Monitoring dataspaces in multi-cloud Kubernetes: Sovereign observability at scale

Running Kubernetes across a fragmented landscape of cloud providers — AWS, GCP, Azure, OTC, and on-premises — introduces challenges that go well beyond basic observability. The real problem is no longer collecting metrics or logs. It’s sovereignty.

Organizations want a unified operational view of their infrastructure, but they must also respect strict data residency and compliance requirements. Logs and metrics are often classified data; in many environments, they are not allowed to leave the cloud or region where they are generated. Solving this tension requires a deliberate architectural approach, not just another monitoring tool.

To address this, monitoring storage must be decoupled from querying. Instead of aggregating all observability data into a single centralized backend, each environment writes metrics and logs to its own dedicated object storage bucket within its respective cloud. The result is clear ownership, strong isolation, and a much simpler compliance story.

The observability stack: From edge to insights

The architecture relies on a cloud-native observability stack designed to operate across multiple regions and providers while preserving strict isolation boundaries.

1. Log management with Loki and Promtail

For logging, we use Loki. Unlike traditional logging systems that index every log line, Loki indexes only metadata (labels). This dramatically reduces storage and compute costs while still allowing fast, targeted queries through Grafana.

At the node level, Promtail acts as the local agent. It tails container logs, enriches them with contextual labels such as namespace, workload, environment, and region, and forwards them to a localized Loki instance. This instance is responsible for writing log chunks directly to the environment’s sovereign object storage, ensuring the raw data never leaves its region of origin.

Keeping log ingestion local has several advantages:

Efficiency: Minimizes cross-region traffic and egress costs
Performance: Keeps log latency low for real-time troubleshooting
Compliance: Ensures sensitive logs remain within their sovereign boundary

2. Scalable metrics with Prometheus and Thanos

Metrics are the backbone of Kubernetes monitoring and are handled primarily by Prometheus. Prometheus excels at scraping time-series data and triggering alerts. However, in a multi-cluster setup, Prometheus alone struggles with long term-retention and global visibility.

This is where Thanos becomes essential.
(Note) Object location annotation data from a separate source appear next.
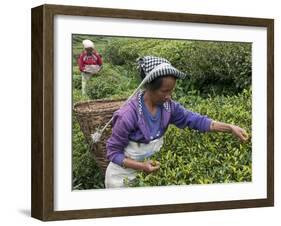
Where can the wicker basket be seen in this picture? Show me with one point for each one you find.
(92, 115)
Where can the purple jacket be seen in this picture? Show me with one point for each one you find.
(128, 124)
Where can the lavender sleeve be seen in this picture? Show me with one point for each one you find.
(119, 139)
(183, 118)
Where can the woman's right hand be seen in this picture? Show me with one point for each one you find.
(150, 166)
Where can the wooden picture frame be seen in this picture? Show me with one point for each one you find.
(42, 203)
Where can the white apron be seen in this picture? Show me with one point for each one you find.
(115, 174)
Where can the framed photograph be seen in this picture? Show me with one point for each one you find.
(87, 63)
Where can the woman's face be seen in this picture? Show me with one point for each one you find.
(164, 93)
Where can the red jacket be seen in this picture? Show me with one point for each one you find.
(94, 59)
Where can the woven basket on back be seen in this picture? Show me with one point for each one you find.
(92, 115)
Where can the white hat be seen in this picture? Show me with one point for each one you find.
(154, 67)
(88, 44)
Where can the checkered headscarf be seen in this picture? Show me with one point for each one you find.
(155, 67)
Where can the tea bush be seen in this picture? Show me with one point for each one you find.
(223, 67)
(190, 157)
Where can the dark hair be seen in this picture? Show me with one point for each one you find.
(155, 83)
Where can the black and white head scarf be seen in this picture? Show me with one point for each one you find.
(155, 67)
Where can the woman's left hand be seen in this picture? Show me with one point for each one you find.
(239, 133)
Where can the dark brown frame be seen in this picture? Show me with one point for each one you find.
(42, 203)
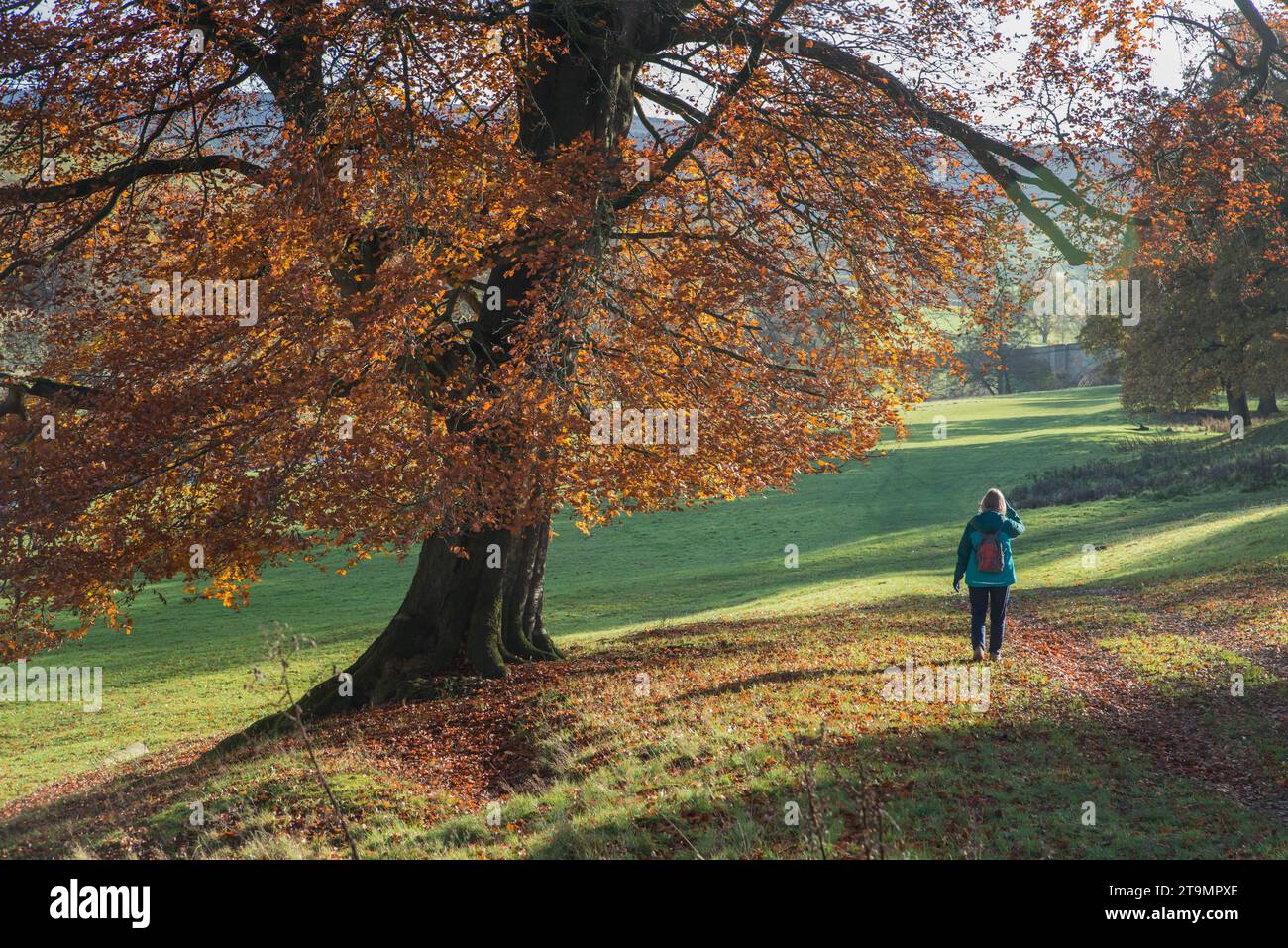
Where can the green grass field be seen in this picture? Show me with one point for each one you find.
(706, 596)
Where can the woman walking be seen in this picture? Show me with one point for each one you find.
(984, 559)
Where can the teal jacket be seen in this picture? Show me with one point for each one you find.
(977, 527)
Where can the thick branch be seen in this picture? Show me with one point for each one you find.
(128, 175)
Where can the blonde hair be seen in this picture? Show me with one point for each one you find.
(993, 500)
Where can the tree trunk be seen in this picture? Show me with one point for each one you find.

By integrating Thanos, Prometheus gains:

Centralized querying across multiple clusters
Long-term retention using environment-local object storage
High availability, ensuring metrics survive node or cluster failures

Prometheus continues to focus on real time monitoring, while Thanos extends its reach without changing its core operating model.

How sovereign monitoring actually works

To understand why this architecture scales, it helps to follow the data flow. The guiding principle: Storage is decentralized. Queries are centralized.

1. Metrics: The Prometheus-to-Thanos hand off

In a default setup, Prometheus stores metrics on the local disk. This limitation is addressed using Thanos through three key processes:

The sidecar pattern: A Thanos sidecar runs alongside every Prometheus instance. Prometheus retains recent metrics locally, while the sidecar exposes them for remote querying
The shipping process: At regular intervals, the sidecar pushes completed TSDB blocks to a dedicated object storage bucket within the same cloud environment and region.
The query path: When an operator opens a Grafana dashboard, the Thanos querier pulls recent metrics from the Thanos sidecar and historical data from the appropriate object storage bucket. Query results are streamed on demand and are not replicated or persisted outside the originating environment, ensuring sovereignty during query execution

2. Logs: Label-based efficiency with Loki

Loki avoids the expense of traditional indexing by focusing on metadata:

Promtail as the shipper: Promtail discovers logs, attaches labels (e.g., env=production), and pushes them to Loki
Minimal indexing: Loki stores compressed log chunks in object storage and indexes only metadata
Sovereignty by design: Each Loki instance writes to an environment, region, and customer-specific object storage bucket

The architecture of sovereign observability

The overall design follows a hub-and-spoke model.

Monitoring Article

_{Figure 1. Multiple observee clusters feed data into a central observer cluster (monitoring hub)}

1. The localized data plane (observee clusters)

Each production cluster operates a lightweight stack focused on local data collection:

Metrics scraping: A local Prometheus instance scrapes metrics via a pull model. The Thanos sidecar serves this data to the central observer.
Log tailing: Promtail tails logs and pushes them to a localized Loki instance, maintaining clear data residency boundaries.

2. Isolated sovereign storage (object storage buckets)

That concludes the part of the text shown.